Pence, pictured with his wife Karen, also opposed the repeal of the military’s “don’t ask, don’t tell” policy that prohibited soldiers from openly identifying as gay.
Additionally, he was against a law that would have banned discrimination against LGBTQ people in the workplace.
Pence also opposed repealing the military’s “don’t ask, don’t tell” policy that prohibited soldiers from openly identifying as gay.
More recently, as part of his 2024 presidential bid, Pence said that as president he would again ban transgender Americans from serving in the military, as was the policy when he was vice president under Donald Trump: “…having transgender personnel, I think, erodes unit cohesion in a unique way.”
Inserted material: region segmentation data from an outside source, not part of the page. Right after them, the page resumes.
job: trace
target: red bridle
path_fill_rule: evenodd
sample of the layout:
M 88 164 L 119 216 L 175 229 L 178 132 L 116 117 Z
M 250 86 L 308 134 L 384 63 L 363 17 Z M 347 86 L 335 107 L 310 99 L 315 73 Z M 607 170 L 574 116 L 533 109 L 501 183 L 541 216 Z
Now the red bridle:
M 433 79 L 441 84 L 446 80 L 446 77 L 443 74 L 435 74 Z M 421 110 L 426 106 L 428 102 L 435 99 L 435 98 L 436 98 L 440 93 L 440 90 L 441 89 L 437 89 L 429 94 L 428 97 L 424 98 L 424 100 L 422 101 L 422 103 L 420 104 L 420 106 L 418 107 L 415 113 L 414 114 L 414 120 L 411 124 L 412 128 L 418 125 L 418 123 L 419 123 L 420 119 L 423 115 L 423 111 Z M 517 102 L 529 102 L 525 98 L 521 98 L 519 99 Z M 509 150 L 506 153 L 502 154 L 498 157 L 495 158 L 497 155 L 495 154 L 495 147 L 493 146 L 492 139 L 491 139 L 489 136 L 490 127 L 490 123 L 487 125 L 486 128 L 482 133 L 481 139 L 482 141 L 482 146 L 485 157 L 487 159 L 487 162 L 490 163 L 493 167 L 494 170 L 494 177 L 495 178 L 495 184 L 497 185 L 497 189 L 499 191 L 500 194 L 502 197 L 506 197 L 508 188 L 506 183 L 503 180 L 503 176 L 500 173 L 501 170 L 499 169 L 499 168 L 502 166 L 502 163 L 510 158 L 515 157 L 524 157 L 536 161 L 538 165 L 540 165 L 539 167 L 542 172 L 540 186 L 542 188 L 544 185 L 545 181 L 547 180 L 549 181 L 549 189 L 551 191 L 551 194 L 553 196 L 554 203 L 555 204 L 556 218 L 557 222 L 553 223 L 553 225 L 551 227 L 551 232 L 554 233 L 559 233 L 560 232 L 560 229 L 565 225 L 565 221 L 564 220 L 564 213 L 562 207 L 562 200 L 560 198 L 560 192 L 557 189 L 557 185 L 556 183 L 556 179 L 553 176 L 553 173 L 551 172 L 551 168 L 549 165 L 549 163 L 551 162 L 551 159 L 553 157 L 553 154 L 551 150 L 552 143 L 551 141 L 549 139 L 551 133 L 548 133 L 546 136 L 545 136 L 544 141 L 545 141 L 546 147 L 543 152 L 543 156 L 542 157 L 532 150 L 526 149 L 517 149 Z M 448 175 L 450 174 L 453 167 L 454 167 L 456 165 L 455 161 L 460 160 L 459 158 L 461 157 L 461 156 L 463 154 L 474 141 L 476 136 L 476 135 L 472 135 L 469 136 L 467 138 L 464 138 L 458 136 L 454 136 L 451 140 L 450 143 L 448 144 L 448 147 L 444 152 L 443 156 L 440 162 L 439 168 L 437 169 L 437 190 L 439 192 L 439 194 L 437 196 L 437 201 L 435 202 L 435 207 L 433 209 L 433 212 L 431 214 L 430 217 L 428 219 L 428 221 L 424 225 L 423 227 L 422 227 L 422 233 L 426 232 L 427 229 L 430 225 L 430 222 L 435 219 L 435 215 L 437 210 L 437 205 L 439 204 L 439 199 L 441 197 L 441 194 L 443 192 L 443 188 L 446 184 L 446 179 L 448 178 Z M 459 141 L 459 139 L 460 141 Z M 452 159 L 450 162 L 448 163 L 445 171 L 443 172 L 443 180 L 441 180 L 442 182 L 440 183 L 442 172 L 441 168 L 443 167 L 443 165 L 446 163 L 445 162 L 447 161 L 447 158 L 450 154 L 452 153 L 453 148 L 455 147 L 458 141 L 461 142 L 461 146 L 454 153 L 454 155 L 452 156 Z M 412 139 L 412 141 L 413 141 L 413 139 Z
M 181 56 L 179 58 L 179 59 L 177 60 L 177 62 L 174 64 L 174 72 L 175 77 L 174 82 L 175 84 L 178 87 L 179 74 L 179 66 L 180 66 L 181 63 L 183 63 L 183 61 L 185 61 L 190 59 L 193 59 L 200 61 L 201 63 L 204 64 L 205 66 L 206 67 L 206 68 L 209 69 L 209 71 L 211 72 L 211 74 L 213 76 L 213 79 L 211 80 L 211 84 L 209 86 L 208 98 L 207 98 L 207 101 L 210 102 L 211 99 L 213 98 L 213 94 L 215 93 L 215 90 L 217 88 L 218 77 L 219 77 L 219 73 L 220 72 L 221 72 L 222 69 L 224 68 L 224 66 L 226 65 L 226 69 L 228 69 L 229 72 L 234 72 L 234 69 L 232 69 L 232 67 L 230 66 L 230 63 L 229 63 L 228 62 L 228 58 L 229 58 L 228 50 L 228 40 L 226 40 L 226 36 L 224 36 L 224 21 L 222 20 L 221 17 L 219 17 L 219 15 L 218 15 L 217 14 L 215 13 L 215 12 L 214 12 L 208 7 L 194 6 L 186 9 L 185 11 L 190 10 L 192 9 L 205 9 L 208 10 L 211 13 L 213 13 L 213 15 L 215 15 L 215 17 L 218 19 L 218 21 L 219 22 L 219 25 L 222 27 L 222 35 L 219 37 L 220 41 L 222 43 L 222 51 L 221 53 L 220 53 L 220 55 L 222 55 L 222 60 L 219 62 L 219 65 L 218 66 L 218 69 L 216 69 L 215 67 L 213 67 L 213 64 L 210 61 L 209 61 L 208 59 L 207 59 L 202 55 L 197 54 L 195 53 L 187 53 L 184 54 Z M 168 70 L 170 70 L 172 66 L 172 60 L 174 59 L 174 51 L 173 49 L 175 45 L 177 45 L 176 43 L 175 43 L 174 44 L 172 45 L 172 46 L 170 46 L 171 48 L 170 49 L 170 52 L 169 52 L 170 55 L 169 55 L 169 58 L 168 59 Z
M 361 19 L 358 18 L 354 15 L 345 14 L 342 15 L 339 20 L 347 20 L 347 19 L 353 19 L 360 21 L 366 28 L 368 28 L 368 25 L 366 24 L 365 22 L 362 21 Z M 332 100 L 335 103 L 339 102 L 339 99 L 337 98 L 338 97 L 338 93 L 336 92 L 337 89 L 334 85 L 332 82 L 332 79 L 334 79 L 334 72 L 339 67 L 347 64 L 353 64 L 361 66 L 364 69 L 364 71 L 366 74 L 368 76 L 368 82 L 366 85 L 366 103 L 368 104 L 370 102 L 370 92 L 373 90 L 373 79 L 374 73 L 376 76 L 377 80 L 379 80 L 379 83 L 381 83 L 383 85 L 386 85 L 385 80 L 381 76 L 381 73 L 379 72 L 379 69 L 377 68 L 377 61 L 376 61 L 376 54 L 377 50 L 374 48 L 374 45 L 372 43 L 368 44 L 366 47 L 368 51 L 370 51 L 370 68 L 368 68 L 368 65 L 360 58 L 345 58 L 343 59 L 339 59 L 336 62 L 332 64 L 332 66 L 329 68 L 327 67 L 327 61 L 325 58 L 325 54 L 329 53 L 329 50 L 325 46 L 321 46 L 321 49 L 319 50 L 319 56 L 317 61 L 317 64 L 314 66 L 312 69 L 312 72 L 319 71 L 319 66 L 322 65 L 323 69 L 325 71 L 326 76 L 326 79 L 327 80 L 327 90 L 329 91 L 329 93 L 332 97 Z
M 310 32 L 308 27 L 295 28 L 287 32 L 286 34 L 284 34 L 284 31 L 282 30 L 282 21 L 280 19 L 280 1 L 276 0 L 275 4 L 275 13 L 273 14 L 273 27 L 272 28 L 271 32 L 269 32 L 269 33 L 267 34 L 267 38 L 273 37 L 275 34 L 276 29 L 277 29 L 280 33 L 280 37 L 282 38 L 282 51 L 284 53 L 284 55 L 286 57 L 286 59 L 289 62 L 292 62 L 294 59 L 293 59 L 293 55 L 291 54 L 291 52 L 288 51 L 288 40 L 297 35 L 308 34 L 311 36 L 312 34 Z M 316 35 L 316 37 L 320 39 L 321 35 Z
The politician has been criticized for his controversial views on several occasions, including an incident in which US Transportation Secretary Pete Buttigieg condemned Pence’s discrimination towards the LGBTQ community.
‘If being gay was a choice, it was a choice that was made far, far above my pay grade. And that’s what I wish the Mike Pences of the world would understand,” he said at a national LGBTQ Victory Fund champagne brunch in 2019.
‘I don’t know what’s in his heart. If you’re in public office and you promote homophobic policies, at some level it doesn’t matter whether you’re doing it out of political calculation or out of sincere belief.’
“The problem is that it’s hurting other people,” Buttigieg added.
There is no scientific evidence to support the practice of conversion therapy, which attempts to change the sexual orientation of LGBTQ people, either psychologically or spiritually.
The practice has also been widely discredited by medical and mental health organizations, including the American Medical Association and the American Psychological Association, who say conversion therapy can be dangerous.
Supporters of this harmful practice claim that it can “repair” someone’s attraction to the same gender and make them “straight.”
Medical associations have said that the idea of conversion therapy was based on the idea that homosexuality is a disorder, an idea “that has been rejected by all major mental health professions.”